Flight attendant Sharon Brown claimed Osteen attacked her before the start of a flight over a spill that was not cleaned up quickly.
Brown was seeking at least $405,000 damages and an apology. She claimed that she had suffered from hemorrhoids and anxiety because of the incident, and that her faith had been affected.
It took just over two hours of deliberation Thursday for the jurors to decide in favor of Victoria Osteen.
Rusty Hardin, Osteen's lawyer, called the case "silly" and an outright attempt to gain money.
"If you want to hold her responsible and not look to line your pockets and hit the lottery, then you go to law enforcement. She didn't do that," he said.
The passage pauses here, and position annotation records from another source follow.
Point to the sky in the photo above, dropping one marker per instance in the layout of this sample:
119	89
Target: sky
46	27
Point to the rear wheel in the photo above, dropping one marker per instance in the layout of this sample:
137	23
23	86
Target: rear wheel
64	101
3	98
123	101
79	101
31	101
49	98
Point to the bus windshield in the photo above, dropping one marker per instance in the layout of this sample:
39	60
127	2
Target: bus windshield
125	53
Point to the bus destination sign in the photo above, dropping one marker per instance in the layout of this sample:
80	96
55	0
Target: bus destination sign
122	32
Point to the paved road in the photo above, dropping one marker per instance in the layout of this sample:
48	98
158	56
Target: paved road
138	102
Both Victoria Osteen and her husband testified that no attack took place. Several passengers, as well as the flight's pilot, also said during the trial that they never saw any such thing on the 2005 flight to Vail, Colo.
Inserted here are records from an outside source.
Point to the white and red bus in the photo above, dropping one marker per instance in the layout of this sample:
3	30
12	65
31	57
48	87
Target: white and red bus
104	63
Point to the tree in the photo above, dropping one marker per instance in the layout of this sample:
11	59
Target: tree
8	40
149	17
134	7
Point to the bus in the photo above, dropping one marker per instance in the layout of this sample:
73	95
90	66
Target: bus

"The individual was not violent. They were not hit. They were not man-handled. Or, I would have called security," pilot William Burnett said Tuesday.
Laura Knoppe was sitting in first-class, closest to where Victoria Osteen and Brown were.
"There wasn't anything that occurred that she could be suing over," she said.
Brown's claims were tainted even further after Claudia Hall, a former colleague, testified on video tape that Brown falsely accused her of an assault in 1995.
On Wednesday, The Associated Press also reported that Brown had once described Joel Osteen's Lakewood Church as "a cult" and that Osteen was "the devil."
Brown said that she was "talking out of context" when she made the comments last year and that she'd never been to Osteen's church.
About 42,000 attend Osteen's church each Sunday.
The Osteens had paid a $3,000 fine the Federal Aviation Administration made against Victoria Osteen, saying they had just wanted to put the incident behind them.